逃げの中では、残り40km地点からアタック合戦が始まり、3級山岳のサンティネル峠に来た時には11人まで逃げ集団が減り、その中からトレンティンが単独でエスケープ、峠の頂上をリードしたまま通過すると、下りも後続を突き放して最後まで逃げ切る鮮やかな勝利を飾った。

そして、第18ステージはクイーンステージ(大会の最難関ステージ)と呼ばれる、伝統のアルプス超級山岳イゾアール、ガリビエという標高差2000mをオーバーする峠が連続するハードな山岳コース。

今回の逃げメンバーは、奇しくも前のステージと同じ33名の大きなな集団。しかし今度はナイロ・キンタナ、ロマン・バルデ、アダム・イェーツというエース級のメンバーが揃った強力なグループ。

最初の1級山岳ヴァル峠は、バルデと山岳賞争いをしているウェレンスがトップを取って10ポイントを獲得したが、イゾアール峠の登りに入るとウェレンスは遅れ、イェーツ、バルデ、カルーゾ、キンタナ、ウッズ、ルツェンコ、パウェルス、ベルナール、ケムナの9人に絞られ、超級イゾアール峠はバルデが2番目に通過、山岳賞の奪還が近づく。この時点でメイン集団は5分遅れ。

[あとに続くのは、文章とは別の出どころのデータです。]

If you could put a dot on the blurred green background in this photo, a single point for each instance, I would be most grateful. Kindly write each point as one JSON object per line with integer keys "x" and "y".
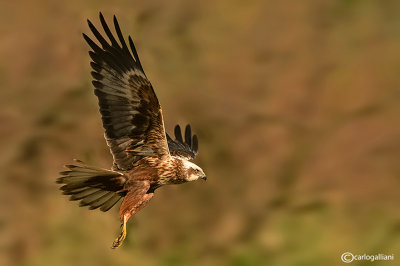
{"x": 296, "y": 104}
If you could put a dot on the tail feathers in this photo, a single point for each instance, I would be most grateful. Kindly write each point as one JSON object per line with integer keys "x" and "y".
{"x": 92, "y": 186}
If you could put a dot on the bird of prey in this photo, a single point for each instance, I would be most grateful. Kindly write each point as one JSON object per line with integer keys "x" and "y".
{"x": 145, "y": 157}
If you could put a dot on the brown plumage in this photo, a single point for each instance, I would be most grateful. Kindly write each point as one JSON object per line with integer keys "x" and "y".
{"x": 145, "y": 157}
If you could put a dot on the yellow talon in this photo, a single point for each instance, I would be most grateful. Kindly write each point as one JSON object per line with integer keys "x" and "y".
{"x": 118, "y": 241}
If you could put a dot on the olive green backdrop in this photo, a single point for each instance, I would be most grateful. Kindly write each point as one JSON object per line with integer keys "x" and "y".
{"x": 296, "y": 104}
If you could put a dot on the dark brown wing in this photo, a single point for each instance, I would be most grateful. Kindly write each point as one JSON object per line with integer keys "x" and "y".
{"x": 187, "y": 148}
{"x": 136, "y": 198}
{"x": 131, "y": 114}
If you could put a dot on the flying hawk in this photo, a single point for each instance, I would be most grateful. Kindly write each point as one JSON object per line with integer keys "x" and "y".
{"x": 145, "y": 157}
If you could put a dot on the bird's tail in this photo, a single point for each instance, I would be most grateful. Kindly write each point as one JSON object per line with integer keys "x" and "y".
{"x": 92, "y": 186}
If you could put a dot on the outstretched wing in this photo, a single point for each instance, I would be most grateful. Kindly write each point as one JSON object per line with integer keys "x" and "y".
{"x": 187, "y": 148}
{"x": 131, "y": 114}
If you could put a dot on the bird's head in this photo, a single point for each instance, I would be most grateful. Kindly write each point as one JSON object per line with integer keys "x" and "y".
{"x": 193, "y": 171}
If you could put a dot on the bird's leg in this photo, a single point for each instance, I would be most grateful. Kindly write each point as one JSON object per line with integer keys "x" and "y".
{"x": 118, "y": 241}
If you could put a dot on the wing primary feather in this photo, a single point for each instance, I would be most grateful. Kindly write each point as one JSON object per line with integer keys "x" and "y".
{"x": 107, "y": 31}
{"x": 178, "y": 133}
{"x": 135, "y": 55}
{"x": 120, "y": 36}
{"x": 100, "y": 38}
{"x": 91, "y": 43}
{"x": 188, "y": 136}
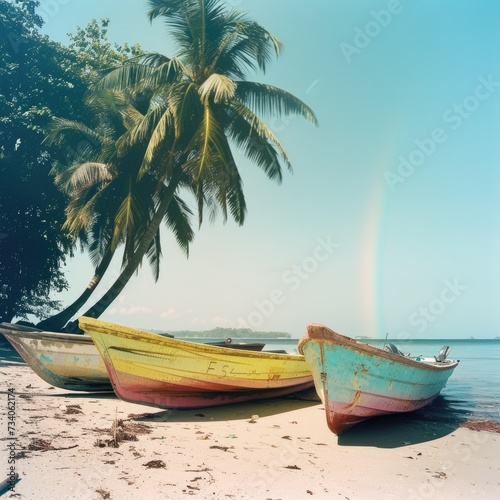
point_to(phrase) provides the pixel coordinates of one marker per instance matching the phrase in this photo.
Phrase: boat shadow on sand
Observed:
(432, 422)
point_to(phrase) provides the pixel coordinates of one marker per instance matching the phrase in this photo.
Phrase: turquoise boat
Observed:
(357, 381)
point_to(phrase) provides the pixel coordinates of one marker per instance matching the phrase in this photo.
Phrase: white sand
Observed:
(287, 453)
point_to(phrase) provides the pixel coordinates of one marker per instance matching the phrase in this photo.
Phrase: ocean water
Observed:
(473, 390)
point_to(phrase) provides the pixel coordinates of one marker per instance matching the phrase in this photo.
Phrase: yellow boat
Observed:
(165, 372)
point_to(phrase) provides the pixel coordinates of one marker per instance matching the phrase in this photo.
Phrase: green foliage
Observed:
(33, 87)
(93, 51)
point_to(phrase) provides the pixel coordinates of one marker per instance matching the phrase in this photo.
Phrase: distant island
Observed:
(224, 333)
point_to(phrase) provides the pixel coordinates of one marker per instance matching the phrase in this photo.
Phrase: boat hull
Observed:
(169, 373)
(356, 381)
(63, 360)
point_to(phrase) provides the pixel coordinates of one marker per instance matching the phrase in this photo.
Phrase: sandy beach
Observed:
(95, 446)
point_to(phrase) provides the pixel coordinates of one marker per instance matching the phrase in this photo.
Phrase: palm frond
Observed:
(273, 101)
(218, 88)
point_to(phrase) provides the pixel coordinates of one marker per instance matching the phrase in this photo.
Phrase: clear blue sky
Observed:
(391, 219)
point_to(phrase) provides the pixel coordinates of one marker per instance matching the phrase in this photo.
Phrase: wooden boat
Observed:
(170, 373)
(63, 360)
(356, 381)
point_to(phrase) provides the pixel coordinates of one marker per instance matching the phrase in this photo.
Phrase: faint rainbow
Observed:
(372, 254)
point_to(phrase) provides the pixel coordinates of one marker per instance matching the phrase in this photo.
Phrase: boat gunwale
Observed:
(121, 331)
(322, 334)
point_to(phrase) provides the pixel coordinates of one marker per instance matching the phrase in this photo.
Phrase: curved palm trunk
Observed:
(56, 323)
(136, 259)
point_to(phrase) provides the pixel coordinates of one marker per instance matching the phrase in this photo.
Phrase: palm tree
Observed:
(109, 205)
(203, 107)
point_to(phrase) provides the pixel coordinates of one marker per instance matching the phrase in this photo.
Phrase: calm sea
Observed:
(472, 392)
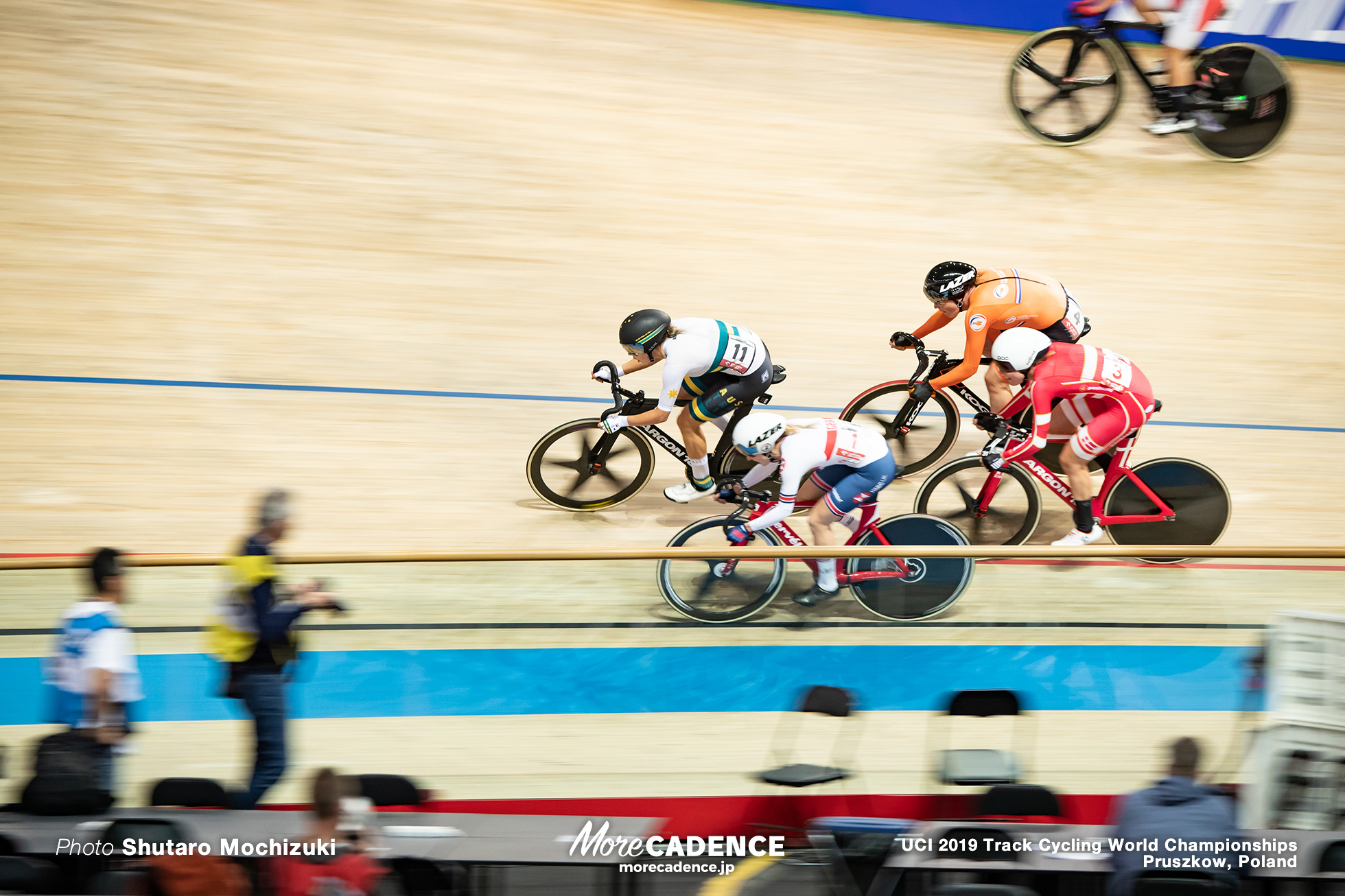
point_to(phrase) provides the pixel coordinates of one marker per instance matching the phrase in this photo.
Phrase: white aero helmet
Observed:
(758, 434)
(1018, 349)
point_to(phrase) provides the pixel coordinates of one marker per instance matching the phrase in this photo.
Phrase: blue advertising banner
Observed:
(1304, 29)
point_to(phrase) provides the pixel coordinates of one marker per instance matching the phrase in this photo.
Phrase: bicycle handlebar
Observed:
(618, 393)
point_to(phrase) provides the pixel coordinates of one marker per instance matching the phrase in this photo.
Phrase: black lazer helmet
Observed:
(950, 280)
(644, 330)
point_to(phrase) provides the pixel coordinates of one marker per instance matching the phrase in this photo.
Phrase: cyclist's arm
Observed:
(635, 364)
(759, 473)
(672, 375)
(937, 320)
(1040, 399)
(970, 361)
(791, 477)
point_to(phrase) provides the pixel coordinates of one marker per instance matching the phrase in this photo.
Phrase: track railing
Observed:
(979, 552)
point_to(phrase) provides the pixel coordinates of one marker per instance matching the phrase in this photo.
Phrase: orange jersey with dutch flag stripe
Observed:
(1001, 299)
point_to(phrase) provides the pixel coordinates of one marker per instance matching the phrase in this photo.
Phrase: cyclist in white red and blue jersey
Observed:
(849, 466)
(709, 370)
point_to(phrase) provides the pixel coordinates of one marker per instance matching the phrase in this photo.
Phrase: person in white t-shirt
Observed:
(849, 466)
(93, 663)
(709, 369)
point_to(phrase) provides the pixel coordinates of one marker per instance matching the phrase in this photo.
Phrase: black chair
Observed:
(121, 883)
(985, 704)
(193, 792)
(1018, 799)
(825, 700)
(22, 875)
(970, 844)
(388, 790)
(423, 877)
(151, 830)
(982, 890)
(1333, 858)
(1167, 883)
(978, 767)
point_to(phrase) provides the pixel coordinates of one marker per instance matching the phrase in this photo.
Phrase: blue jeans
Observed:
(264, 696)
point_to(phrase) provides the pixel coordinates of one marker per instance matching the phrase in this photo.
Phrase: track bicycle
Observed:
(920, 434)
(572, 467)
(898, 588)
(1167, 501)
(1064, 88)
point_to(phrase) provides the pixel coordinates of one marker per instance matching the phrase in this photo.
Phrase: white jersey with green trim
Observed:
(706, 346)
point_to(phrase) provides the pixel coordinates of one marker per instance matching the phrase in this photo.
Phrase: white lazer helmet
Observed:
(758, 434)
(1018, 349)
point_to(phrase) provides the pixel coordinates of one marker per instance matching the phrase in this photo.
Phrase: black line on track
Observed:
(799, 623)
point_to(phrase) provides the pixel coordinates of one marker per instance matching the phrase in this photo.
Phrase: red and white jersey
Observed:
(1083, 376)
(819, 442)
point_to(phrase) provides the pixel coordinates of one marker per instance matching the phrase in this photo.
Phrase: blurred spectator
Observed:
(1178, 807)
(253, 634)
(93, 666)
(344, 871)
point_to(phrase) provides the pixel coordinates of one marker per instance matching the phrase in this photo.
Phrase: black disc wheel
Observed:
(560, 473)
(954, 490)
(1196, 494)
(930, 585)
(933, 434)
(718, 591)
(735, 464)
(1243, 103)
(1064, 86)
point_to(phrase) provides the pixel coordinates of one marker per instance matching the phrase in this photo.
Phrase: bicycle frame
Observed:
(909, 411)
(1116, 470)
(1158, 93)
(791, 539)
(637, 404)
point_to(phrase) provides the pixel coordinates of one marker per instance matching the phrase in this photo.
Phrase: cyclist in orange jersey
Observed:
(996, 299)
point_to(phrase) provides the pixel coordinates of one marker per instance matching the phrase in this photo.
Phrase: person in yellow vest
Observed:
(253, 635)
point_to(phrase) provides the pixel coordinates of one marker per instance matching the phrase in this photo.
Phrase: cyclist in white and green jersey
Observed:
(710, 369)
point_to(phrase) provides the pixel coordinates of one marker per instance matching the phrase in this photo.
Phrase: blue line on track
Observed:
(434, 393)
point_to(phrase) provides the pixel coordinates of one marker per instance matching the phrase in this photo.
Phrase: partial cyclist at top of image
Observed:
(1232, 102)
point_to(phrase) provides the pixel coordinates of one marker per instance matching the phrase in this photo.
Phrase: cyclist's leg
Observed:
(718, 394)
(689, 424)
(850, 488)
(1103, 423)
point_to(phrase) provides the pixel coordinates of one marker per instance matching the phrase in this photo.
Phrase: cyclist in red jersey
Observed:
(1095, 396)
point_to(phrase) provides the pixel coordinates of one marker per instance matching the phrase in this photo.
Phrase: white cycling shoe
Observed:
(1169, 124)
(686, 493)
(1079, 539)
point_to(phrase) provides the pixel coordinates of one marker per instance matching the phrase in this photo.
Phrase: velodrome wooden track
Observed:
(467, 197)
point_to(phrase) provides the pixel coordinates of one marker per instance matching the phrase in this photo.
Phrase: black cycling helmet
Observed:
(644, 330)
(950, 280)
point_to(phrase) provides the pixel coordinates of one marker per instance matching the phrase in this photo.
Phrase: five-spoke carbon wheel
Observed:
(718, 591)
(931, 585)
(1064, 86)
(931, 436)
(560, 473)
(954, 490)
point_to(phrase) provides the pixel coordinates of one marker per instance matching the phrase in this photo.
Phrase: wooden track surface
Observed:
(470, 197)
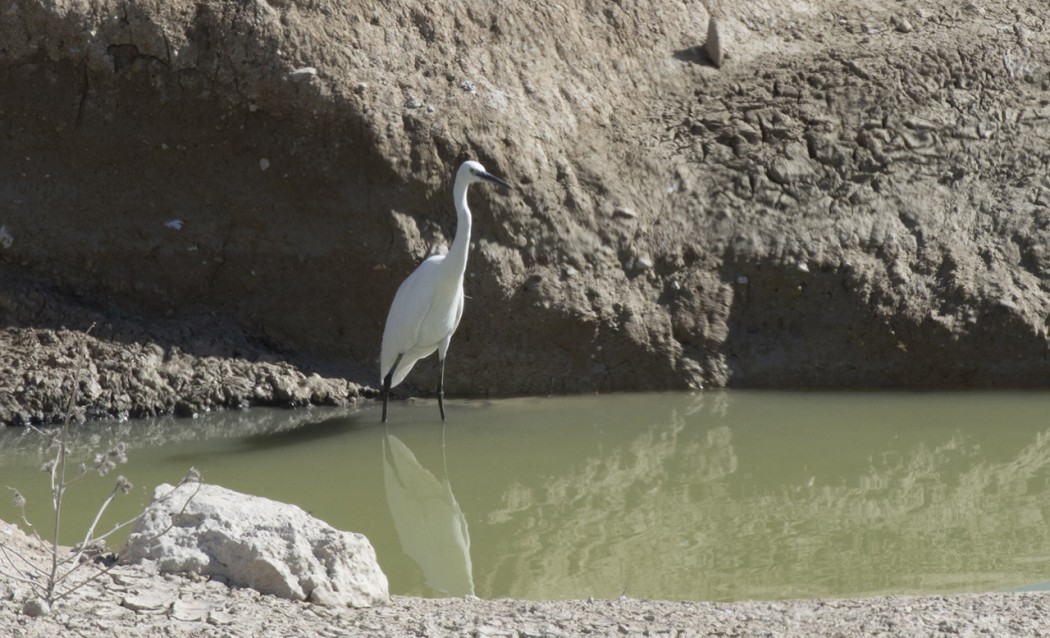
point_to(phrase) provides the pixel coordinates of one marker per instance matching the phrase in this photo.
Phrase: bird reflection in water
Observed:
(428, 522)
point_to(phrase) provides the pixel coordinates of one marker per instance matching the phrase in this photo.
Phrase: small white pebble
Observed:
(302, 73)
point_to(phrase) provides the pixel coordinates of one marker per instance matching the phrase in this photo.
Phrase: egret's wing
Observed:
(407, 312)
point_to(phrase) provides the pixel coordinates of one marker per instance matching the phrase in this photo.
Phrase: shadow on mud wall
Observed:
(790, 326)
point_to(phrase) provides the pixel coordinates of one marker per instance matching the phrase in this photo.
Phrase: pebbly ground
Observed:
(137, 600)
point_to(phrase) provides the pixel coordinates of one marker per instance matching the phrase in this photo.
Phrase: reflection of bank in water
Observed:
(429, 524)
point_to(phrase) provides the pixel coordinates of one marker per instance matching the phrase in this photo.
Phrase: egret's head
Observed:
(470, 171)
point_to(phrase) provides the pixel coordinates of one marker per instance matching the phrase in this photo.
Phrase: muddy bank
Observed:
(856, 197)
(125, 365)
(139, 601)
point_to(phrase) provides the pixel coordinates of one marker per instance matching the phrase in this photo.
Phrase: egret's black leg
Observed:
(441, 390)
(386, 385)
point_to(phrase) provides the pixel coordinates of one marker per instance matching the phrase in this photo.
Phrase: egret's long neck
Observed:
(457, 254)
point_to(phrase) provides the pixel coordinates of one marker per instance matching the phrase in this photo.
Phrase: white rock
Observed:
(714, 44)
(250, 541)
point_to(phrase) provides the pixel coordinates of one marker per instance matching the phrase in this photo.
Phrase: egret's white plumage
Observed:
(427, 306)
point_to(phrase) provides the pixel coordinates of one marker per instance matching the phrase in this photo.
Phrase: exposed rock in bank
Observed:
(251, 541)
(874, 171)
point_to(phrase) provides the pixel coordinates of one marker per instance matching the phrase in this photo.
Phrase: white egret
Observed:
(428, 304)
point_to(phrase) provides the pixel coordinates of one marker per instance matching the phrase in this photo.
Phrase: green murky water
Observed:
(718, 495)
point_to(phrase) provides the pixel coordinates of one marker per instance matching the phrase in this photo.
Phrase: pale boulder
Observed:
(250, 541)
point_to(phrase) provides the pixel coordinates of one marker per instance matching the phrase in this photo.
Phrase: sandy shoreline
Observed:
(137, 600)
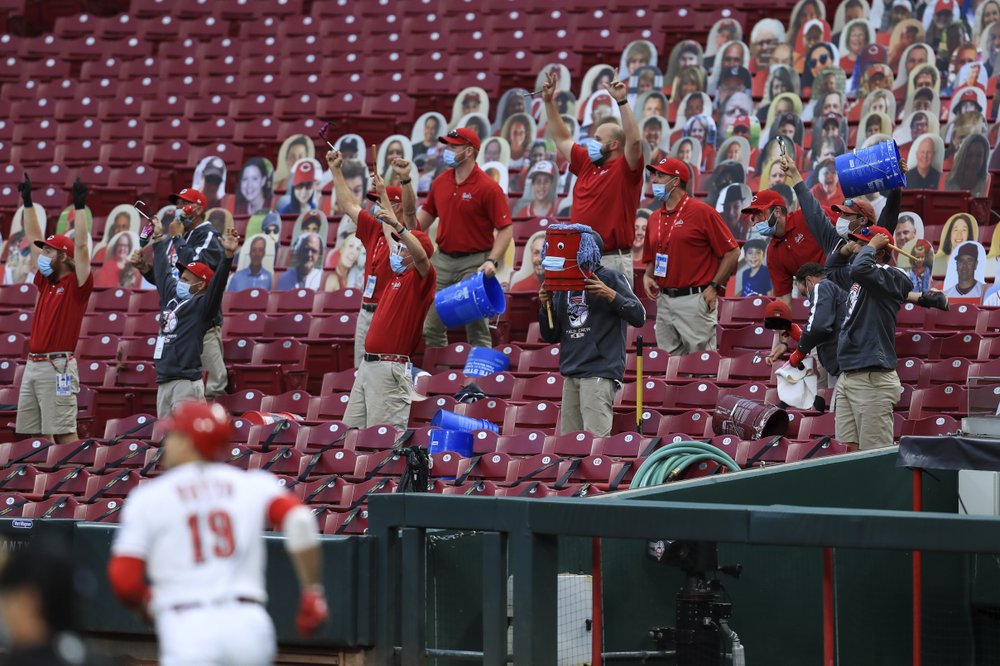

そしてガリビエ峠の登りでアタックがかかりと、逃げ集団はさらにバルデ、ルツェンコ、キンタナ、ウッズ、カルーゾの5名に絞られ、残り8km地点を通過したところでキンタナが単独でアタック、他の5人は反応できずキンタナがスイスイとリードを広げて行く。バルデとルツェンコが追撃するが、キンタナはトップでガリビエ峠をクリア、2位通過のバルデはとうとう山岳賞のトップに立つ。

後方のメイン集団では、チームイネオスが先頭に立ってハイペースを刻むと、ここでセカンドエースの総合5位エガン・ベルナルが単独でアタック、エンリク・マスやバルベルデといった他チームのメインアシストたちはベルナルを追うものの、徐々にペースが落ちてベルナルを逃してしまう。そのスキを突いて今度はゲラント・トーマスがアタックを仕掛ける。

この連続攻撃にピノは何とか追いついたが、マイヨジョーヌのアラフィリップが遅れ、ガリビエ峠の頂上では10秒差がついてしまったものの、下りでアラフィリップは猛然と追走、何とかゴールまでにゲラント・トーマスに追いついてマイヨジョーヌを死守した。

ステージの優勝は、下りもしっかり逃げ切ったキンタナ。ベルナルは4分48秒遅れでゴールし、メイン集団はそこから30秒遅れとなり、まさにコロンビアにとっては二重の喜びとなった日。フランスにとっても、アラフィリップの総合優勝までの道のりがまた1日短縮され、バルデが山岳賞を獲得と盛り上がるステージとなった。

これでマイヨジョーヌのアラフィリップは変わらないものの、総合2位には1分30秒差でベルナルがゲラント・トーマスを追い越して浮上、キンタナはランダを抜いて7位にジャンプアップと、アシストが総合でエースを追い抜くちょっと面白い展開になって来た。特にベルナルは、トーマスの状況によっては代理エースになるかもしれず、アラフィリップにとっては厄介な存在になって来た。

今日の第19ステージもハードで、合計で5つの山岳をこなし、最後は1級山岳ティーニュ峠を登りきってから2kmの平坦コースを走ってのほぼ頂上ゴール。エース同士の勝負は小集団のスプリントになるかもしれないが、遅れた選手は挽回が難しい、脱落の罠が待ち受けるレイアウトだ。今回は下りで追いついたアラフィリップにとっては試練の1日になるのは確実だ。